Well, this past weekend was a busy, but happy and blessed, one for me.
On Saturday morning I celebrated the Mass at St Mary the Virgin, Arlington, of which I am Pastor Emeritus. (Someone, by the way, defined “Emeritus” as meaning “used to be”!) My successor, Father Timothy Perkins, was taking a well-deserved weekend away. At this Mass I baptized Arti Piland and her two little boys, Peyton Andrew and Preston Andrew. This was really some unfinished business that, for a variety of reasons, I could not complete before my retirement; so I was happy indeed to be able to take care of it at last. The Piland family has been a very important part in the life of the Parish for almost three decades. I first knew Andrew, now Arti’s husband, when he was a boy and a young altar server; and now, emulating his patron saint who, so momentously, brought his brother Simon Peter to Jesus, he has brought his wife and children into the Catholic Church.
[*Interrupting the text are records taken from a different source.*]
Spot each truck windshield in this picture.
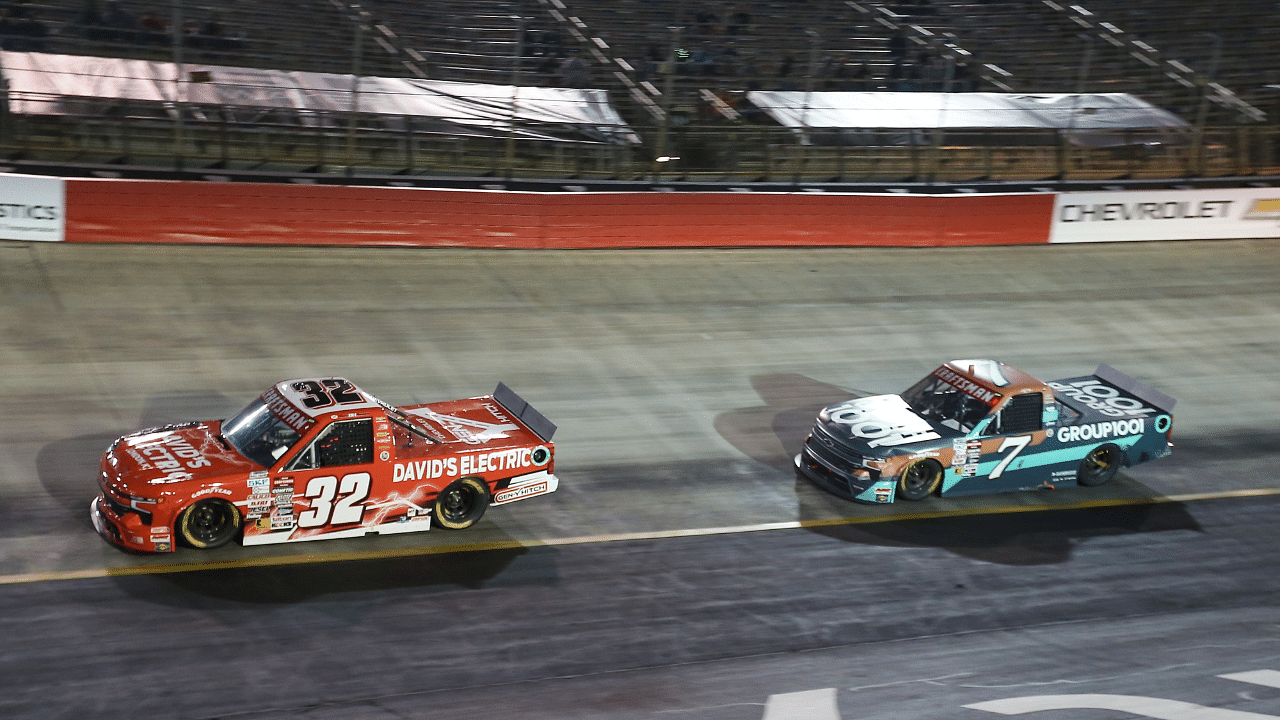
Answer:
[902,375,991,433]
[223,398,302,468]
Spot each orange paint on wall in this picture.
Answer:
[67,179,1053,249]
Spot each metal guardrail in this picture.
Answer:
[0,108,1280,183]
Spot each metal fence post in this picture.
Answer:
[347,4,365,177]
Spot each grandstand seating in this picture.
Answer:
[0,0,1280,176]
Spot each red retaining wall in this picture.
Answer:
[65,179,1053,249]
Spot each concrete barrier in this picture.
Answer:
[0,176,1280,249]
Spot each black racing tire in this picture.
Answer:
[431,478,489,530]
[1075,445,1124,488]
[178,497,243,550]
[897,457,942,500]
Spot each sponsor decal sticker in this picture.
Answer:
[493,480,547,503]
[827,395,942,447]
[191,486,232,500]
[248,470,271,493]
[1048,379,1156,417]
[1057,418,1147,442]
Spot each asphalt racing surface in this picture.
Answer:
[0,241,1280,720]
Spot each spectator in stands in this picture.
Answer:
[951,63,977,92]
[0,3,49,53]
[840,63,876,92]
[724,8,751,37]
[887,29,906,64]
[915,53,947,92]
[887,59,915,92]
[138,13,172,45]
[102,0,138,42]
[72,0,109,40]
[778,53,800,90]
[559,50,591,88]
[534,53,563,85]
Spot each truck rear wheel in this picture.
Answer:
[433,478,489,530]
[1075,445,1124,487]
[897,459,942,500]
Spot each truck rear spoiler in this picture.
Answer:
[1093,364,1178,414]
[493,383,556,442]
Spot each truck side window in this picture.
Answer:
[289,418,374,470]
[995,392,1044,436]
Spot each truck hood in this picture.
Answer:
[817,395,960,457]
[102,420,262,486]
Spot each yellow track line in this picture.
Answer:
[0,488,1280,585]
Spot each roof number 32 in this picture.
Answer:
[298,473,369,528]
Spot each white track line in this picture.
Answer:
[0,488,1280,585]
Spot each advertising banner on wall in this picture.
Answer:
[1050,187,1280,242]
[0,173,67,242]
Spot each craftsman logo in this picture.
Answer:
[933,368,1000,406]
[262,387,312,434]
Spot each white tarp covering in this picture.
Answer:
[748,91,1188,146]
[0,53,639,143]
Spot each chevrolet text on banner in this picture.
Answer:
[1050,187,1280,242]
[0,173,67,242]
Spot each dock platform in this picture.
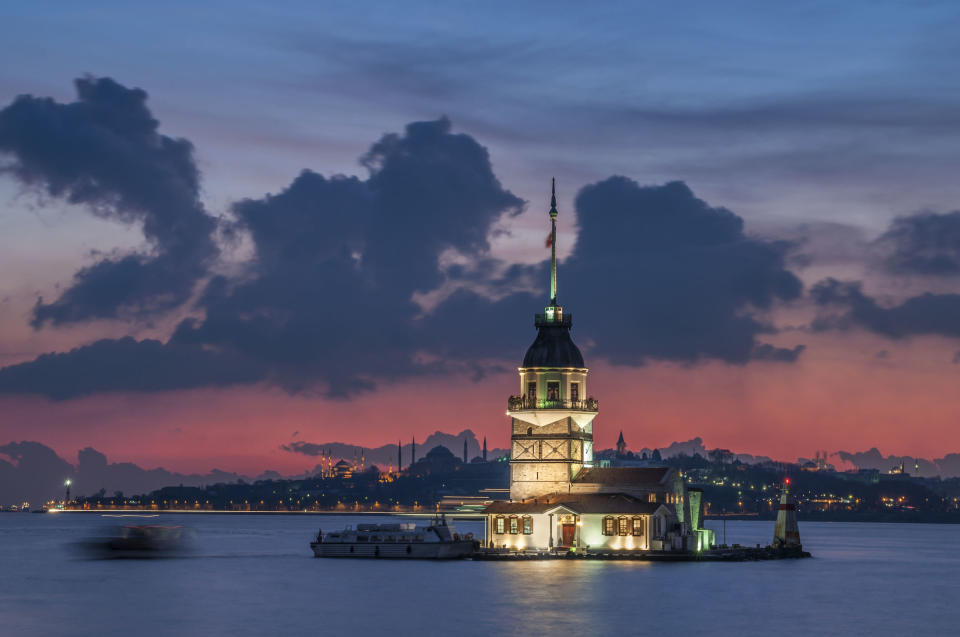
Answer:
[471,546,813,562]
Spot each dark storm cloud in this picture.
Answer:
[874,211,960,276]
[0,77,218,327]
[0,337,262,400]
[173,119,523,396]
[810,279,960,339]
[559,177,802,364]
[0,119,803,398]
[423,177,804,365]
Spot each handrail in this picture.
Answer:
[507,396,600,411]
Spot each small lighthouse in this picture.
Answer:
[773,478,803,549]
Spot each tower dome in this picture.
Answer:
[523,315,584,367]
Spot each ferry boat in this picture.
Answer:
[310,516,480,560]
[80,524,191,559]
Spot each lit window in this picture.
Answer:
[547,381,560,400]
[603,515,613,535]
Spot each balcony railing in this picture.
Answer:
[507,396,600,411]
[533,314,573,327]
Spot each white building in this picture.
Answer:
[485,179,712,550]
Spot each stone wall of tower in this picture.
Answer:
[510,418,593,500]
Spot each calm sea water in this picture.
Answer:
[0,513,960,637]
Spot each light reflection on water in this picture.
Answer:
[0,514,960,637]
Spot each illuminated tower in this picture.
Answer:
[507,176,598,500]
[773,478,801,548]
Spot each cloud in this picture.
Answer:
[559,177,802,365]
[280,440,324,456]
[0,77,218,327]
[874,211,960,276]
[0,441,251,508]
[0,114,803,398]
[0,337,263,400]
[810,278,960,339]
[173,119,523,397]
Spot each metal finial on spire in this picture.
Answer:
[550,177,557,306]
[550,177,557,219]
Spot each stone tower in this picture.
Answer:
[772,478,802,548]
[507,183,598,500]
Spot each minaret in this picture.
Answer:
[772,478,802,549]
[507,180,598,500]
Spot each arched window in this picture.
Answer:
[523,515,533,535]
[603,515,614,535]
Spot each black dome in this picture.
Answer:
[523,325,585,367]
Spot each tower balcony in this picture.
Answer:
[507,396,600,413]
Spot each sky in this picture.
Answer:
[0,2,960,475]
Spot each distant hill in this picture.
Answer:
[282,429,507,469]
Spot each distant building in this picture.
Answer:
[485,181,712,550]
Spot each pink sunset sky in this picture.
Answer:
[0,7,960,475]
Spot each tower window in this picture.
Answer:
[547,381,560,400]
[523,515,533,535]
[603,515,614,535]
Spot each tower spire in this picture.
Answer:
[550,177,557,306]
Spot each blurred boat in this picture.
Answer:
[80,524,190,559]
[310,517,479,560]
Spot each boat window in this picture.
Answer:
[603,515,613,535]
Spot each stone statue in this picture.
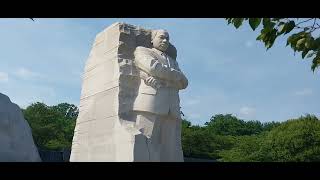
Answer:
[133,30,188,161]
[0,93,41,162]
[70,23,188,162]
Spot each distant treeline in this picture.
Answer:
[23,102,320,162]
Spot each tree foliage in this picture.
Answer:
[23,102,79,150]
[226,18,320,72]
[219,115,320,162]
[23,102,320,162]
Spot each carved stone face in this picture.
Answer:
[151,30,169,52]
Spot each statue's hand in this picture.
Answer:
[145,76,161,89]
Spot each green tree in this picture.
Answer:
[260,115,320,162]
[219,133,265,162]
[226,18,320,72]
[23,102,78,150]
[205,114,263,136]
[181,120,233,159]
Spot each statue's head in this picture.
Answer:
[151,29,169,52]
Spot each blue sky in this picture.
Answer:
[0,18,320,125]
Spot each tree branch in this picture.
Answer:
[296,18,317,26]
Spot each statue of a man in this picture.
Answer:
[133,30,188,161]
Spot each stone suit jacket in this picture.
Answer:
[133,46,188,119]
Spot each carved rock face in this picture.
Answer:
[151,30,169,52]
[0,93,41,162]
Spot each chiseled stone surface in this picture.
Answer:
[70,23,188,162]
[0,93,41,162]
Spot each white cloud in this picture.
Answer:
[294,88,313,96]
[15,67,41,79]
[245,41,253,48]
[185,99,200,106]
[240,106,256,116]
[0,72,9,83]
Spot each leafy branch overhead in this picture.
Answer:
[226,18,320,72]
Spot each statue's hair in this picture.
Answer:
[151,29,169,41]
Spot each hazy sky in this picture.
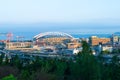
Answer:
[0,0,120,32]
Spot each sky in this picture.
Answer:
[0,0,120,33]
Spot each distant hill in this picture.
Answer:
[114,32,120,35]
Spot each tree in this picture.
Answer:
[2,74,17,80]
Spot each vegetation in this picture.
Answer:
[0,41,120,80]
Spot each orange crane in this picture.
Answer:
[0,32,13,42]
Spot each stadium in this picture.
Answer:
[33,32,74,46]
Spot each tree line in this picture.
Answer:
[0,41,120,80]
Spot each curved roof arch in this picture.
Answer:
[33,32,74,39]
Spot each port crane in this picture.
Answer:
[0,32,13,42]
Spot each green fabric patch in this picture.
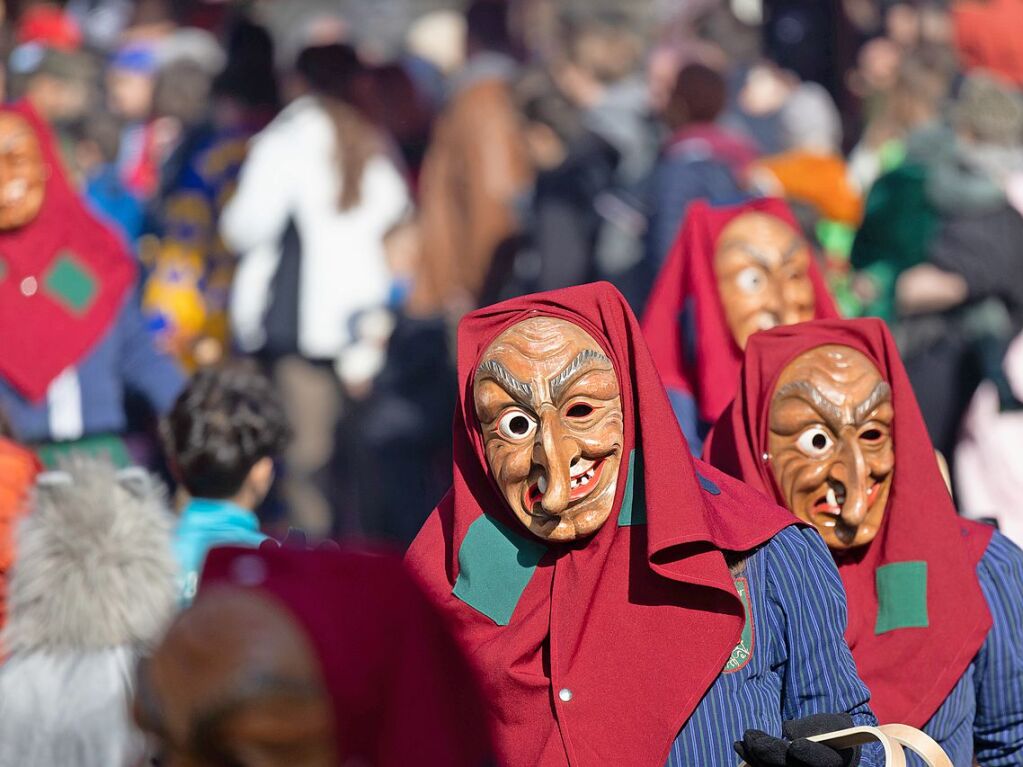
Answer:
[452,514,547,626]
[722,578,753,674]
[874,560,928,634]
[618,449,647,528]
[43,251,98,315]
[36,435,134,469]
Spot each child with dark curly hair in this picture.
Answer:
[164,366,291,603]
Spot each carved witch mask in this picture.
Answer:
[473,317,624,541]
[0,111,46,231]
[714,211,815,349]
[768,345,895,550]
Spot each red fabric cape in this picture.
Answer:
[705,319,993,727]
[0,103,135,402]
[196,545,491,767]
[642,199,839,423]
[407,283,794,767]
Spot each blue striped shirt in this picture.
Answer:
[908,533,1023,767]
[668,527,883,767]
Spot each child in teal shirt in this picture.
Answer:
[165,367,290,604]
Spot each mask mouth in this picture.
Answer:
[813,479,881,527]
[813,480,847,516]
[526,456,607,517]
[753,312,782,330]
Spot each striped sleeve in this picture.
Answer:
[973,533,1023,767]
[767,528,877,725]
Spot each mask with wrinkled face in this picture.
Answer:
[714,212,816,349]
[0,112,46,231]
[473,317,624,541]
[768,346,895,550]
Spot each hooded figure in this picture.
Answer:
[135,544,489,767]
[0,460,176,767]
[706,319,1023,767]
[642,199,838,455]
[0,103,182,455]
[407,283,874,767]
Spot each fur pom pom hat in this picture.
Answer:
[0,458,177,656]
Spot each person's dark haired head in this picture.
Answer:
[212,16,279,108]
[295,43,366,102]
[513,70,583,144]
[665,63,727,130]
[71,109,121,164]
[164,366,291,498]
[465,0,515,53]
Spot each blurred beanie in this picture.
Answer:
[952,73,1023,146]
[779,82,842,152]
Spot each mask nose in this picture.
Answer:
[533,407,579,516]
[829,439,871,529]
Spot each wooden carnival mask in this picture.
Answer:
[134,586,339,767]
[0,112,46,231]
[474,317,624,541]
[768,346,895,550]
[714,211,815,349]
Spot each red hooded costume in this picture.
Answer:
[196,546,490,767]
[407,283,794,767]
[642,199,838,433]
[705,319,993,727]
[0,103,135,409]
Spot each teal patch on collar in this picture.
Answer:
[721,577,756,674]
[452,514,547,626]
[618,450,647,528]
[697,473,721,495]
[874,560,928,634]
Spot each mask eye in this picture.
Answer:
[796,426,835,458]
[736,266,767,294]
[497,410,536,440]
[859,428,885,442]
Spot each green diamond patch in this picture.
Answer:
[43,251,99,315]
[874,560,928,634]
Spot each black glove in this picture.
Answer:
[735,714,859,767]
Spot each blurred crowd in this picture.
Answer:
[0,0,1023,765]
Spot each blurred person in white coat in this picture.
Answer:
[220,44,409,534]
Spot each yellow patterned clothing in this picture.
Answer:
[141,129,251,368]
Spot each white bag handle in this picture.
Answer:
[739,724,953,767]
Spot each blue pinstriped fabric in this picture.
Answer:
[910,533,1023,767]
[668,527,883,767]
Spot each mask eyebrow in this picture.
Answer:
[549,349,611,399]
[719,239,771,270]
[854,380,892,422]
[782,234,806,264]
[476,360,533,402]
[773,380,842,430]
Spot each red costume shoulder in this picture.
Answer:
[0,104,135,401]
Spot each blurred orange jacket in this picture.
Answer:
[0,437,43,627]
After the Mass, Julie and Phil – Andrew’s parents – provided refreshments at their home; and, after an hour in the confessional, I joined José who had gone ahead with them there. Having kept the Eucharistic fast before Mass, the consumption of a couple of glasses of champagne before anything else was a (shall we say?) heart-warming experience.
On Saturday evening I was the celebrant and preacher at the Vigil Mass at Immaculate Conception, in the neighboring city of Grand Prairie. Immaculate Conception is a vibrant and busy parish – perhaps eighty per cent Hispanic in membership, and vastly different in culture and style from St Mary the Virgin. It is always a great joy to be there, for it is a welcoming and hugely appreciative community. This Saturday evening Mass was a particularly wonderful occasion, for we had all the happiness of First Holy Communions for a very large group of children who processed in wrapped devotion and in their lovely dresses, tiaras and neatly pressed suits. The church was packed, with people standing in the side-aisles and in the narthex; and the pride and joy of the parents was manifest. The Mass being ended, there were innumerable gifts to be blessed – Bibles in Spanish and English, rosaries, medals, crucifixes. But even that did not complete my responsibilities: every one of the little First Communicants (and/or their parents!) wanted to have his or her photograph taking standing beside me before the altar. I was dazed and almost blinded by the countless photo-flashes in such quick succession!
I was back at St Mary the Virgin for the early Mass on Sunday morning. Then I sang the Solemn Mass, and preached, at 10:30. We began by singing in procession Stuckey Coles’ great hymn “Ye who claim the Faith of Jesus”, sung to the fabulous American tune Julion by David Hurd. The procession culminated with the May Crowning of the image of Mary by children who carried flowers. The concelebrant at the Mass was Father Gerard-Mary Anyanwu, visiting from Nigeria and a long-standing friend of the parish and personally.
Our Council of the Knights of Columbus (and what splendid and indefatigable work they do for the Parish and for the wider Church) arranges a luncheon for the congregation twice a month; and this Sunday was such and occasion. So it was wonderful for José and me to be able to spend time over lunch meeting so many beloved members of the Parish Family whom we have missed in recent months.
After a short afternoon nap I returned to Arlington once more to celebrate and preach the evening Mass at St Mary the Virgin, with a congregation of some 150 present.
It as a full and wonderful weekend, and I enjoyed every moment of it. But I think that I can understand what Karl Kraus meant when he said “When the end of the world comes, I want to be living in retirement.” (You don’t know who Karl Kraus was? You might want to read The Last Days of Mankind: Karl Kraus and his Vienna, published by Macmillan/St Martin’s Press in 1967, by my late brother-in-law Frank Field.)